If I want to make an interesting and satisfying raw meal, it takes me a good 30-45 minutes. If I just want to satisfy my hunger quickly, I can whip up a green smoothie in a few minutes or just down a bunch of bananas. If I favor the efficiency side, I won’t go hungry, but I’ll end up eating virtually the same thing day after day. That gets monotonous really fast and seems to magnify cravings for something different. But if I strive for varied and interesting dishes, I spend at least an extra hour per day in the kitchen, which really irks the “do it now” part of my psyche.
On a cooked food diet, I didn’t have this conflict, since most of my favorite dishes were very simple to make. One of my favorite meals was a bowl of brown rice with a tablespoon of sesame seeds. It takes a while to cook, but I can do other things while the rice is steaming. Unfortunately all these raw fruits and veggies don’t clean, peel, and chop themselves. Produce is ornery that way. I could enslave someone to do that work for me, but that seems a rather cumbersome way of feeding myself.
The social issue is also beginning to wear on me a little. I don’t eat out much, so that isn’t a big deal, but I can’t really eat with my family at home. With the three of them being on a cooked vegan diet, it’s hard for me to sit with them while they’re eating. It’s not a self-discipline issue per se. It would take a force of nature to get me to eat something cooked before day 31. But I find the sights and smells of cooked food confusing to my senses while I’m eating all raw. For some reason it greatly disturbs me.
This experiment has raised my awareness of something else as well. There’s a part of me that’s questioning whether I’m taking the notion of optimizing my diet too far. Health is obviously more than just food intake, and I’m concerned I’m giving too much of my power to something outside myself. Is it possible I’m somehow creating a more and more restrictive diet for myself as part of a process of discovering a more important lesson? That would be congruent with the subjective reality interpretation of this experiment. One way to grow is to honor your expectations, which is basically what I’m doing with this experiment. But another way to grow is to change your expectations. When it comes to diet, I’ve always used the former approach, but I’m starting to get curious about what would happen if I began testing the latter approach.

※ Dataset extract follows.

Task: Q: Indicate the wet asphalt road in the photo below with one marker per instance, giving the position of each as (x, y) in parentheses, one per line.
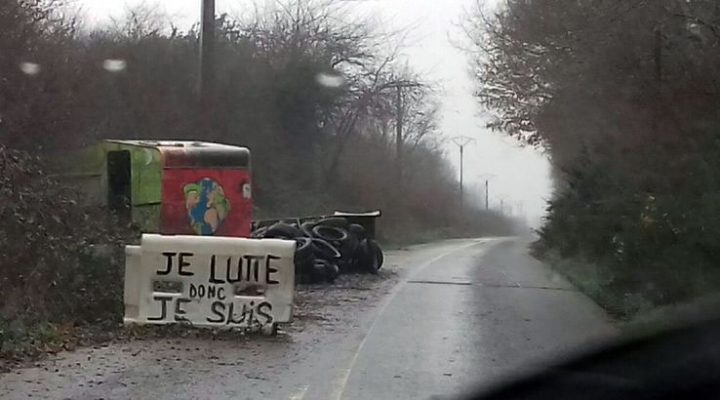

I can’t recall the source, but I remember reading an eyewitness story about a yogi (at least I think it was a yogi) who swallowed a whole bunch of mind-altering pills that would have normally been fatal — or at least caused a severe reaction — and they apparently had no effect on him whatsoever. He did it intentionally too, probably as a demonstration that he was in control of the effect of whatever he ingested. I don’t know if that story is true, but the very notion is a challenging one to consider. Is it possible that the best way of eating is to stop assuming that food has any power over us except that which we give it via our beliefs?
I hope that doesn’t come off like I’m lamely trying to justify a return to cooked food. I’m just sharing the honest realizations I’m having along the way. Make of it what you will.